Jeden Tag kann man in einem Beitrag zum Wirtschaftsgeschehen lesen, dass Stillstand Rückstand bedeutet. Wer mit seiner Organisation nicht voranschreitet, wer nicht heute besser ist als gestern, der fällt zurück. Das ist unser Wirtschaftsmantra vom stetigen Wachstum, Besserwerden, Überholen.
Stillstand gilt es zu vermeiden. Doch es ist erstaunlich wie viel Aufmerksamkeit wir dem drohenden Stillstand einer Organisation widmen, und wie wenig dem jederzeit möglichen Stillstand unseres ultimativen Wachstumsmotors – unserem eigenen Herzen. Mir musste dies erst klarwerden, als ich mit Herzstillstand am Gepäckband im Flughafen Toronto zusammenbrach. Gottseidank direkt unter einem an der Wand befestigten öffentlichen Defibrillator. Und Gottseidank in Gegenwart einer sehr kundigen Stewardess, namens Miranda, die wusste, wie man das Ding einsetzt.
Man könnte natürlich – humoristisch wie Kölner nun mal sind – daraus die Lehre ziehen: „Überleg dir gut, wo du dir deinen Herzstillstand gönnst“.
Ich habe daraus die Konsequenz gezogen, in meinem Umfeld alles zu tun, dass der nächste Defibrillator nur wenige Schritte entfernt ist: in allen drei Stockwerken der Firmenzentrale der GUS Group in Köln hängen seit einer Woche Defibrillatoren. In unserer Niederlassung in Hamburg ist ebenfalls so ein gelber Lebensretter installiert. Für jeden „Defi“ sind im Hause Ersthelfer und „kundige Personen“ geschult, die sofort richtig und zielorientiert handeln können, sollte einem meiner Mitarbeiter mein Schicksal widerfahren.

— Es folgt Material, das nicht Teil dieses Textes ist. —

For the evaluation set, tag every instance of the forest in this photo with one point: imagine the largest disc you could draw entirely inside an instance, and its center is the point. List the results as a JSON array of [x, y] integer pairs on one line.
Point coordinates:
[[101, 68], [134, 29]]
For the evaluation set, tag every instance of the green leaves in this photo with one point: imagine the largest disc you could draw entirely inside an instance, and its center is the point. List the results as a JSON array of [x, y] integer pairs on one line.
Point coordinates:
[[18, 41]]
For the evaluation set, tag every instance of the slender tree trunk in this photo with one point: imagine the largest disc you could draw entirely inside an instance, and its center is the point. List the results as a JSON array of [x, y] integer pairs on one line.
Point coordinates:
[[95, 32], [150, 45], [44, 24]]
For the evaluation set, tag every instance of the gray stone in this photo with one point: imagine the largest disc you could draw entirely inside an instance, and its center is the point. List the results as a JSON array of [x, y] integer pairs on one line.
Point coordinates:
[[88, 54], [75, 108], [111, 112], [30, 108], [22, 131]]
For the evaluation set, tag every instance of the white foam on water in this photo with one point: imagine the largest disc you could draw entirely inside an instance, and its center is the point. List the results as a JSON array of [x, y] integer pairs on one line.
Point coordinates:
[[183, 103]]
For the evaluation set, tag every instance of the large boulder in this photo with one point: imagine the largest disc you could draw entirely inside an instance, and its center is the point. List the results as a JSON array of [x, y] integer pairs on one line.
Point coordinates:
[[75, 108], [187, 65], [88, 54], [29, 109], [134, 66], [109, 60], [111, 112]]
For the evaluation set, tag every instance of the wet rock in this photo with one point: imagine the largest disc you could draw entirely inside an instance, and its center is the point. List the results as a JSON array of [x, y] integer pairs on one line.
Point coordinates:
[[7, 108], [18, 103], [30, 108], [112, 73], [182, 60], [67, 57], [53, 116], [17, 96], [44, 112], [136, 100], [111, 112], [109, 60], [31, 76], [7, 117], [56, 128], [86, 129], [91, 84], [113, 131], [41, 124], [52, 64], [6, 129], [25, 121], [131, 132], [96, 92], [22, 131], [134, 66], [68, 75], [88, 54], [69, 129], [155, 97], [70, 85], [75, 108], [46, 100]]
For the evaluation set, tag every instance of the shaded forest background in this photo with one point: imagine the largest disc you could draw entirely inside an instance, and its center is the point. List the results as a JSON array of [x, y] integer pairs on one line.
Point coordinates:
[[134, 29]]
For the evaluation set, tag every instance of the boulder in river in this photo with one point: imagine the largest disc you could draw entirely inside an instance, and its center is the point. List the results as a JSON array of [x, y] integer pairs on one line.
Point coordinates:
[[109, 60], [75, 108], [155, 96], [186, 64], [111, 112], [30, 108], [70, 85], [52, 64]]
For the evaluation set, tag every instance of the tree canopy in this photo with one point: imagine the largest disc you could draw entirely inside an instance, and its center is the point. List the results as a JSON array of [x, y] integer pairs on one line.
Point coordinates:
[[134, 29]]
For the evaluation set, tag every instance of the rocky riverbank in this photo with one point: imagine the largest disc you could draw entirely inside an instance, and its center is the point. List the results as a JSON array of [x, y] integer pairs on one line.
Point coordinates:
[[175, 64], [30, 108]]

Nach Schätzungen sterben hierzulande jedes Jahr rund 100.000 Menschen den plötzlichen Herztod. Für sie kam schon nach wenigen Minuten jede Hilfe zu spät. Dabei sind es nicht nur ältere Menschen, bei denen „die Pumpe“ plötzlich aussetzt. Gerade junge Menschen sterben, weil bei einer Rhythmusstörung, einem kleinen Infarkt das Herz nicht wieder anspringt. Bei Alten, so sagen Ärzte, hat das Herz durchaus eine gewisse Routine zum Selbststart.
Nur 14 von 100 Reanimationsversuche in Deutschland werden von Laien praktiziert. Die klassische Entscheidung ist, lieber Warten bis der Arzt kommt. Doch schnelle Hilfe hilft doppelt. Deshalb sind öffentliche Defibrillatoren heute mit einer Selbsthilfe-Unterstützung ausgestattet, deren Erklärungskomponenten auch in Stresssituationen klar und verständlich die Schritte der Wiederbelebung vorgeben. Lieber einmal richtig trauen als das ganze Leben Schuldkomplexe haben.
Wie viele Defibrillatoren es in Deutschland tatsächlich gibt, weiß niemand genau. Wie viele davon öffentlich zugänglich sind, versucht derzeit eine App zu ermitteln, die vom Verein Definetz entwickelt wurde. Sie zeigt anhand des Smartphone-Standortes, wo der nächste öffentlich verfügbare Defibrillator zu finden ist. Derzeit sind 24.000 Standorte erfasst. Hier der Link zu iTunes.
Jeder kann dazu beitragen, dass solche Initiativen ein Erfolg werden. Der beste Weg ist, in seinem eigenen Wirkungsbereich dafür zu sorgen, dass ein (öffentlicher) Defibrillator zur Verfügung steht. Sollte sich das Gerät in einem abgeschlossenen Büroraum befinden, kann man immerhin andere Unternehmen in der Hausgemeinschaft informieren.
In einer immer stärker vernetzten Welt, ist es eine Schande, wenn man nicht weiß oder wissen kann, wo die nächste Hilfe erreicht werden kann. Wir wollen nicht nur den nächsten Starbucks um die Ecke finden, um unserem Herzen mit einem guten Kaffee aufzuhelfen. Wir wollen auch wissen, wo der nächste Defibrillator hängt – und wie man ihn benutzt. Lasst uns gemeinsam das Netz so eng wie möglich knüpfen.